Categorieën
Het Parool

Aix-en-Provence Organiseert: Internationaal muziekfestival in typisch Frans milieu

Concerten in een feeërieke natuur

AIX-EN-PROVENCE, 26 Juli
WIE in Zuid-Frankrijk des nachts van Marseille naar het Noorden reist, ziet plotseling een helverlichte toren uit het landschap omhoog rijzen; die toren – dat merkt men al gauw – beheerst het centrum van een kleine stad: Aix-en-Provence. Pas overdag wordt men geconfronteerd met de kenmerkende aspecten van deze plaats, die de temperatuur van de gehele Provence bezit: dat betekent voor Nederlanders een bijzonder kwellende, droge hitte, veroorzaakt door een hoge zon in een strak-blauwe hemel.

Toen de Romeinse consul Sextius in 122 vóór Christus op deze plek, vlak bij de warmwaterbronnen, een legerkamp oprichtte, kon hij stellig niet vermoeden de grondslag te hebben gelegd voor een cultuurstad, die later internationale muziekfeesten zou organiseren. Op het ogenblik is het derde van die festivals in volle gang, maar voor het zo ver was heeft de geschiedenis vele onvergetelijke stempels gedrukt op dit Aix, welks omgeving beheerst wordt door de berg Sainte Victoire, die talrijke schilderijen van Cézanne (geboren en getogen in “Aixois”) kenmerkt.

Namen van straten en hotels herinneren aan de tijd dat de goede koning René hier regeerde: een veelzijdig, begaafd man, die – levend in de 15de eeuw – behalve Latijn, Grieks, Italiaans, Catalaans en Hebreeuws, de muziek beheerste, schilderde, dichtte en in gelijke mate op de hoogte was van wiskunde, geologie en rechten. Diezelfde René introduceerde hier de muskaatdruiven, die Aix beroemd maakten. Reeds in 1409 bezat Aix een vermaarde universiteit, de vele musea en bibliotheken leggen nu nog getuigenis af van dit zeldzame culturele leven, dat deze plaats in de 15de eeuw tot de hoofdstad van de Provence maakte. De kerkelijke overheid kreeg er natuurlijk haar zetel: sinds mensenheugenis wonen de aartsbisschoppen in een prachtig paleis. En het is daar, dat de concerten van dit muziekfeest plaats gaan vinden.

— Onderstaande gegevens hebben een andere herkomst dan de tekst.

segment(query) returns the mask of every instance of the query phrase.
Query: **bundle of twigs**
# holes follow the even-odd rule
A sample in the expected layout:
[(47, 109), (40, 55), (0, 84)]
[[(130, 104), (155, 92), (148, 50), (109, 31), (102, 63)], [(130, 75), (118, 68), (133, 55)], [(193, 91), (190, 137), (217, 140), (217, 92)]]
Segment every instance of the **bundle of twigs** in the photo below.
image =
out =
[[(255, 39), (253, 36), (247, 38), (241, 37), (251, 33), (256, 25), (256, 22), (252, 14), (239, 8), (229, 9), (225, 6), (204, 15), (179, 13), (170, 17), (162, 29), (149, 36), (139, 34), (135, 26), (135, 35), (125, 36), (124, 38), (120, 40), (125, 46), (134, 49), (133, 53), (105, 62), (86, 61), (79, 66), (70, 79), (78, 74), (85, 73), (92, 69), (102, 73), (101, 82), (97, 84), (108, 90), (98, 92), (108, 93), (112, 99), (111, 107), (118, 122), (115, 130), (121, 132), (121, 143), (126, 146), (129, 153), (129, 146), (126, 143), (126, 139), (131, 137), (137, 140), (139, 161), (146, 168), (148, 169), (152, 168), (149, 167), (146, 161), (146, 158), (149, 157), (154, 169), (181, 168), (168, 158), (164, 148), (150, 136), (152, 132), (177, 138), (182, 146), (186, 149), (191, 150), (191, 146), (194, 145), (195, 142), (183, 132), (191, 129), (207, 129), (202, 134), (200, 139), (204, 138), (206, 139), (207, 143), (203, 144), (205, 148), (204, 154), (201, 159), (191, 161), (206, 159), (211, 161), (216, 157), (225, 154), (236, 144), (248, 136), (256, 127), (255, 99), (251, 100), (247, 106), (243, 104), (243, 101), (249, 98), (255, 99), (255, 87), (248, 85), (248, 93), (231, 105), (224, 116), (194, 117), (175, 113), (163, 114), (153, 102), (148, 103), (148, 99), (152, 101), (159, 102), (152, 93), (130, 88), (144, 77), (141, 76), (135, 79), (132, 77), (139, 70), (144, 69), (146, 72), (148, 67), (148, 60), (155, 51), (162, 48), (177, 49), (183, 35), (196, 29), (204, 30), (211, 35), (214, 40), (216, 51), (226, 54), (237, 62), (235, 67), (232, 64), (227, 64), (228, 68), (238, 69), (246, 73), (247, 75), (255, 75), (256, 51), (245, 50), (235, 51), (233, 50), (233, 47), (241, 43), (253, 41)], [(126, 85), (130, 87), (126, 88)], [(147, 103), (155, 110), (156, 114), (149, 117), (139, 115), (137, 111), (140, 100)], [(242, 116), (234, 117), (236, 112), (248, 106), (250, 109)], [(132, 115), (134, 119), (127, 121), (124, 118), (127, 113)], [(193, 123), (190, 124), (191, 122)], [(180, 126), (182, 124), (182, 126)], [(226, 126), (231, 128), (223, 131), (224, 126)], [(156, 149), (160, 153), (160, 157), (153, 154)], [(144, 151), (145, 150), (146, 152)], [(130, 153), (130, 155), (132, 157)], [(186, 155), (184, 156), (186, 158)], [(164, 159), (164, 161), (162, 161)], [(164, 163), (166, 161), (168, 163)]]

Op de binnenplaats heeft A. M. Cassandre een ideaal openluchttheater gebouwd, dat aan ongeveer 1500 personen plaats biedt en geheel in de stijl van de 18de-eeuwse herenhuizen van Aix is uitgevoerd. De 18de eeuw, dat was de periode dat de graaf van Mirabeau er woonde: een man die ondanks een afzichtelijk uiterlijk indruk placht te maken op adellijke dames. Ook hij heeft een grote rol gespeeld in het leven van deze plaats en de ongehoord schone hoofdstraat met de sprookjesachtige fonteinen, draagt zijn naam; le Cours Mirabeau. Het is hier dat de fraaiste specimina van 18de-eeuwse Franse bouwkunst – mengsel van oude Romeinse en barokke architectuur – te zien zijn. In de schaduw van ruisende platanen zit er thans een internationaal publiek zich aan verfrissende dranken te goed te doen, onder de begeleiding van de onstuitbare muziek van krekels en het geruis van de klaterende fonteinen.

Charles Münch dirigeert

Ziehier een milieu dat voorbeschikt lijkt voor het houden van muziekmanifestaties als thans plaats vinden. Een typisch Frans milieu is het en de muziek die men er ten gehore brengt, past er wonderlijk goed in. Twee concerten heb ik nu bijgewoond, beide door het schitterende Parijse Conservatoire-Orkest. En beide keren kwam uitsluitend Franse muziek tot klinken.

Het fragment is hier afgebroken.